In December 2023 the Constitutional Court held that where a client sues their legal practitioner for losses suffered as a result of professional negligence, the knowledge of the facts which give rise to the commencement of running of the three year prescription period may include knowledge of the legal conclusion that the advice was incorrect.

Section 12(3) of the Prescription Act 1969 provides that prescription commences to run as soon as the debt is due. The debt is not deemed to be due until the creditor has “knowledge of the identity of the debtor and the facts from which the debt arises”. Usually the question of what are “facts” is narrowly looked at and does not include knowledge of a legal consequence or conclusion. However a client who seeks legal advice or requires the provision of legal professional services relies on the advice and services to navigate their way around legal issues. Mostly, clients do not have an independent basis to test the correctness of the advice received. There may therefore be no distinction between the facts and the legal conclusion that results in losses to the client. At the time the incorrect advice is given, or the mandate is purportedly discharged, the client would generally not know that the advice was incorrect or the mandate was not properly discharged, as a fact. It is inconsistent with the knowledge requirement in section 12(3) to suggest that prescription must begin to run even in the absence of knowledge that something wrong has occurred. Therefore knowledge that advice received was incorrect, or the mandate was not properly discharged, where it depends on legal conclusions, must be regarded as “facts” for the purposes of section 12(3). There will be exceptions where the facts themselves suggest some wrongdoing and would activate the need to make further enquiry. That enquiry must be made within a reasonable time or prescription will commence running.
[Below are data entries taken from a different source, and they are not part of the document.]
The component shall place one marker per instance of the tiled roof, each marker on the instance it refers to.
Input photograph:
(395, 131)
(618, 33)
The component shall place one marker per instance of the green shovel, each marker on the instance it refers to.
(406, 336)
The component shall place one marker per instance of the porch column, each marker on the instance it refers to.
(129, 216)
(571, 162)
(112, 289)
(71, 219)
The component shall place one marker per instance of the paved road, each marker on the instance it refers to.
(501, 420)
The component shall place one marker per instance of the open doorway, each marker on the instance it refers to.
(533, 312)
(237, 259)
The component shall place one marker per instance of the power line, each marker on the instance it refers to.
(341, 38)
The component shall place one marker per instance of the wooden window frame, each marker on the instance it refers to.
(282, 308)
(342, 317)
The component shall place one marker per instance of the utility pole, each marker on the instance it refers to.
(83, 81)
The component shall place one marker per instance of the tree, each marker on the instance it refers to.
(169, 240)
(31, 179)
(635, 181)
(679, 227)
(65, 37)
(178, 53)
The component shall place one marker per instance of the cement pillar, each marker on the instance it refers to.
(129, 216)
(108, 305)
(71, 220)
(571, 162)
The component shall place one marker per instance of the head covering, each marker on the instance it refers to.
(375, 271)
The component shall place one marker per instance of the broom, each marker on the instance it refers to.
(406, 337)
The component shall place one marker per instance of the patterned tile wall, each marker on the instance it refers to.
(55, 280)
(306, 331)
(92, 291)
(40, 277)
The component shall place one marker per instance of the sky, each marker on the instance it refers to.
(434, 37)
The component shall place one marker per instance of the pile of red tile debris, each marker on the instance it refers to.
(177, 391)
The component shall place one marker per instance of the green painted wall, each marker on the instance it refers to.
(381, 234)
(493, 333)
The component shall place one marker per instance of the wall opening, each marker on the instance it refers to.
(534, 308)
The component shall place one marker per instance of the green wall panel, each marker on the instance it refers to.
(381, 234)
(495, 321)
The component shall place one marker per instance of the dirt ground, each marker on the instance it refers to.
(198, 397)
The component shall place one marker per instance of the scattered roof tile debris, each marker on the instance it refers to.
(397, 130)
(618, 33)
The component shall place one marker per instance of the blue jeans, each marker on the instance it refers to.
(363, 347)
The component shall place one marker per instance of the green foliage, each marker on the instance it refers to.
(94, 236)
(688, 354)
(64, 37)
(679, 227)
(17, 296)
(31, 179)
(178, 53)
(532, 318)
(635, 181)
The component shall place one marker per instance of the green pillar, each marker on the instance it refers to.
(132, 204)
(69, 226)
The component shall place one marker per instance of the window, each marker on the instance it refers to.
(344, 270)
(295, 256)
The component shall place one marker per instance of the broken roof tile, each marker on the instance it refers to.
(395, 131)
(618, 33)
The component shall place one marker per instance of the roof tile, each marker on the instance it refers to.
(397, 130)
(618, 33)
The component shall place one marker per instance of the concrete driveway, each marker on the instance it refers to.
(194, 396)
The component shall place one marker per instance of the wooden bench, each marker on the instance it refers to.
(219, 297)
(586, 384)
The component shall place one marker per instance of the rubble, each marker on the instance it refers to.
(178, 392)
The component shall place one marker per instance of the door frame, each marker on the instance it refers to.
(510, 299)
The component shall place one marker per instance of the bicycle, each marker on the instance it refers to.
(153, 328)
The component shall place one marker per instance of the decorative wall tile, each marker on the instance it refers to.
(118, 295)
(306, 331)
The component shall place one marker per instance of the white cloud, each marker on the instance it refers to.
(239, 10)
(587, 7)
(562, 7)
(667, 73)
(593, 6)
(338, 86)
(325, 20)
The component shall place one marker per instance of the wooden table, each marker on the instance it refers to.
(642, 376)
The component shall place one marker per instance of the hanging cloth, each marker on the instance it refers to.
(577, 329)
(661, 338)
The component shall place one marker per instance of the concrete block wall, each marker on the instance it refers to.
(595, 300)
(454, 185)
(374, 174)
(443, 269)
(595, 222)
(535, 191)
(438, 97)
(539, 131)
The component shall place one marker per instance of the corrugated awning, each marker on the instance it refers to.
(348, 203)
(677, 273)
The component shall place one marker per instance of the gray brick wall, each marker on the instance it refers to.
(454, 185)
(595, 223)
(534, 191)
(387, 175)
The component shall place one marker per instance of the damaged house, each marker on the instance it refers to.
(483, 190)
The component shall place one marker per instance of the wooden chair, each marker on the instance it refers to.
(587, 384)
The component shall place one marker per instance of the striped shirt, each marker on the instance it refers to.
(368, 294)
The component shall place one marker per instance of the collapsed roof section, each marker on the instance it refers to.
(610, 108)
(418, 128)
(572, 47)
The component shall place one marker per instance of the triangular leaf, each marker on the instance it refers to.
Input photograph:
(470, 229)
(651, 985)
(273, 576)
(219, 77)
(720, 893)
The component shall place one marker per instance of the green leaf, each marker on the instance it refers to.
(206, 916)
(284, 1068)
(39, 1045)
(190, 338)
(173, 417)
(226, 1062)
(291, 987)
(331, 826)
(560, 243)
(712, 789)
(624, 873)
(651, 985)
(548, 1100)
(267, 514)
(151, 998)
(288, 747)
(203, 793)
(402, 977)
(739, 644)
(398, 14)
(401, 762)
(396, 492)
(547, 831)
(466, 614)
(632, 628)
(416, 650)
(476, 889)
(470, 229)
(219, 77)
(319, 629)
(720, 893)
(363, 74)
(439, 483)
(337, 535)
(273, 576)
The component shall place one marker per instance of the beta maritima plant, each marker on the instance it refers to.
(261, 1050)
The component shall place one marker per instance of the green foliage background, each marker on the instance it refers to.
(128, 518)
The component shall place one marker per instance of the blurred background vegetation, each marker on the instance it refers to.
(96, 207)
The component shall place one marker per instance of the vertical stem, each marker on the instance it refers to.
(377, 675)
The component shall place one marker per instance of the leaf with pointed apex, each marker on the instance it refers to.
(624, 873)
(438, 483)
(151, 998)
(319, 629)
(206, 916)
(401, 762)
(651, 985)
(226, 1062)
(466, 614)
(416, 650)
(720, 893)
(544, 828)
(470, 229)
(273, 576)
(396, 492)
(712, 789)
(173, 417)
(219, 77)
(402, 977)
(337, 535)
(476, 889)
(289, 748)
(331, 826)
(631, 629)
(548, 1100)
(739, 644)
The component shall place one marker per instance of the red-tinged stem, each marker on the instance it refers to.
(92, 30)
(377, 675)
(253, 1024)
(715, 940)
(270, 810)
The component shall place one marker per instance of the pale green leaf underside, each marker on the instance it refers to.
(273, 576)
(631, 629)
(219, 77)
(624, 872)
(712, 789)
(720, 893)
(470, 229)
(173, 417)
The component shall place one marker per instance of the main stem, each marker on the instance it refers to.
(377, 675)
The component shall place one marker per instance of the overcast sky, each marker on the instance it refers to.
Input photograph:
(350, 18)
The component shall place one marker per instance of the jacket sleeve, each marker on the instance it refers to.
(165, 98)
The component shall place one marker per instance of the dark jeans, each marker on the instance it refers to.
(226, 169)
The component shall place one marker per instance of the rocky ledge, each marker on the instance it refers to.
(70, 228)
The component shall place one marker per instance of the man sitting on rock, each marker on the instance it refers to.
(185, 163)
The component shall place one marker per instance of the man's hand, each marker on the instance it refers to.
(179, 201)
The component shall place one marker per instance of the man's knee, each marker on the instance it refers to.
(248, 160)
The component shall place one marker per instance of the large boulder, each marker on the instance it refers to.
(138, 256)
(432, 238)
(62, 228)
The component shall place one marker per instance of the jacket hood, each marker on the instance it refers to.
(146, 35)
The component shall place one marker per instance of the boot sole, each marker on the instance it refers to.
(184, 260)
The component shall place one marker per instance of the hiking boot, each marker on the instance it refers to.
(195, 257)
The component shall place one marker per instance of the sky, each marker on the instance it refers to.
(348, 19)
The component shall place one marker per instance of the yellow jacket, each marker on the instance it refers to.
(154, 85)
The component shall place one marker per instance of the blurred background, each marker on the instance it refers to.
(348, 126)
In this case the claimants instructed their attorney to exercise an option on their behalf to purchase a farm property. In non-compliance with the Alienation of Land Act, the attorney failed to get a written mandate from them to exercise the option on their behalf and the option fell away. The claimants only found out about the consequences of this failure in the course of cross-examination in proceedings to enforce the option. At that stage even their attorney was not aware of the difficulty. It was only when this legal consequence became known to the claimants that the prescription began to run. Generally, as in this case, clients rely on the correctness of the legal advice from their legal practitioners and are unaware of the lost rights till they are told about the adverse consequences.

When a client sues the attorney for wrong advice, the client must allege what advice was received and what advice they should have received. Until they know as a fact what advice they should have received, they do not know that they have a claim.

This is going to lead to many debates as to the difference between a fact and a legal conclusion. The court itself said that the new rule will be “at the expense of blurring the distinction”. That blurring and uncertainty is going to cause substantial expense for many litigants disputing over the difference.